After the battles of the last five years, there seems to be a mood of optimism that the work of renewing our liturgical books can once again move forward. Those involved in ICEL and bishops conferences are certainly working within tighter constraints and the scope of possibilities has certainly been reduced. But there is a genuine hope that the bitter and unproductive conflicts are behind us and that constructive work lies ahead.

The first intervention of Cardinal Arinze admittedly was not particularly encouraging. He signed a letter within days of his appointment giving the Congregation’s response to the new ICEL statutes. The letter criticises the statutes because they do not give Rome the right of veto over ICEL personnel, discretionary power over their terms of appointment, and do not acknowledge that it is Rome which establishes and directs commissions such as ICEL.

Issues at Stake
There are two crucial issues at stake in this whole unedifying and sorry saga: what language are we to use in worship and who has the responsibility for determining it.

The emphasis on accurate, exact and literal translation of the Latin is meant to ensure doctrinal fidelity. However our liturgical rites are not academic reference books. Liturgy is the prayer of the people of God. For a liturgical translation, a primary criterion is to find the language which springs spontaneously from the heart to the lips, giving a voice to praying people and lifting the spirit to God in worship. The text is to be proclaimed and heard, sung and prayed by real communities.

By definition, a vernacular is the language in use in a particular place. A living language is constantly evolving (inclusive language is just one example of this). While it is useful to have a stable universal language such as Latin as the basis of the Roman Rite and the touchstone of authentic liturgy, the vernacular functions differently. Translation is a delicate art. Each Latin word cannot just pass over into a corresponding vernacular word. A translation cannot preserve the same variety of terms as the Latin, with the same denotation and connotation, and the same literary and rhetorical features. Different languages do not correspond in this way.

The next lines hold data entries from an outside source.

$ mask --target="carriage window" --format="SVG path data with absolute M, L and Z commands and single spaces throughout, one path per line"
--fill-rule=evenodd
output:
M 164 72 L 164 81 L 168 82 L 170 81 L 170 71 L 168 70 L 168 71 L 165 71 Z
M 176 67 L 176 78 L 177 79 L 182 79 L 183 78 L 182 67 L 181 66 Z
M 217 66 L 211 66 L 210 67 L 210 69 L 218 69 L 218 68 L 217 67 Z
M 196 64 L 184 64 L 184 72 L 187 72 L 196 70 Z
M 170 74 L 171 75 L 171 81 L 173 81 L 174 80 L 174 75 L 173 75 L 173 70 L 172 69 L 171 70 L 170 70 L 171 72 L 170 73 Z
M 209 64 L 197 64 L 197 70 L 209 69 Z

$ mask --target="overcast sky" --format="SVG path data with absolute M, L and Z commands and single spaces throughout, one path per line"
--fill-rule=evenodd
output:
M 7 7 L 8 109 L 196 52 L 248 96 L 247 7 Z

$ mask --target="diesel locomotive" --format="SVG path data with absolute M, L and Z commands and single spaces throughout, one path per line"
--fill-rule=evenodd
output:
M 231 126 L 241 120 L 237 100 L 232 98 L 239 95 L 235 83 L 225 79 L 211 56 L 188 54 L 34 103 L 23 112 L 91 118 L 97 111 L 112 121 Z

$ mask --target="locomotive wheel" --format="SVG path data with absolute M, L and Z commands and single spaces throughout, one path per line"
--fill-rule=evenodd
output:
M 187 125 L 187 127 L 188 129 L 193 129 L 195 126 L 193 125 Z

We have also had to learn how to pray in the vernacular. Thirty years ago, it was thought that we would have to keep the language simple and direct if it was to be understood in the hearing. We who speak English have learned through our experience of vernacular worship that greater complexity and richness is both possible and desirable. ICEL liturgical translations have developed and changed accordingly.

The second issue concerns the responsibility for liturgical translation given to bishops conferences by the Second Vatican Council and the Code of Canon Law. It is hard not to see the events of recent years as a battle for control between the Roman Curia and local bishops conferences. The role of the Holy See in granting its recognitio was described in 1969 as ‘the seal and guarantee of unity and harmony’. The involvement of the Holy See is important because it strengthens and expresses the bond of communion between the bishops of the world. The events of recent years, however, have seen Rome assert its right to determine the structures and procedures for translation into the vernacular, the principles and scope of translation work, and even the very words and expressions to be used in English liturgical books. What is left of the responsibility given to bishops conferences which they have so conscientiously discharged in the decades since the Second Vatican Council?

Fr Tom Elich is director of The Liturgical Commission in Brisbane and coordinator of liturgical studies at St Paul’s Theological College. He was a member of several ICEL committees during the 1990s.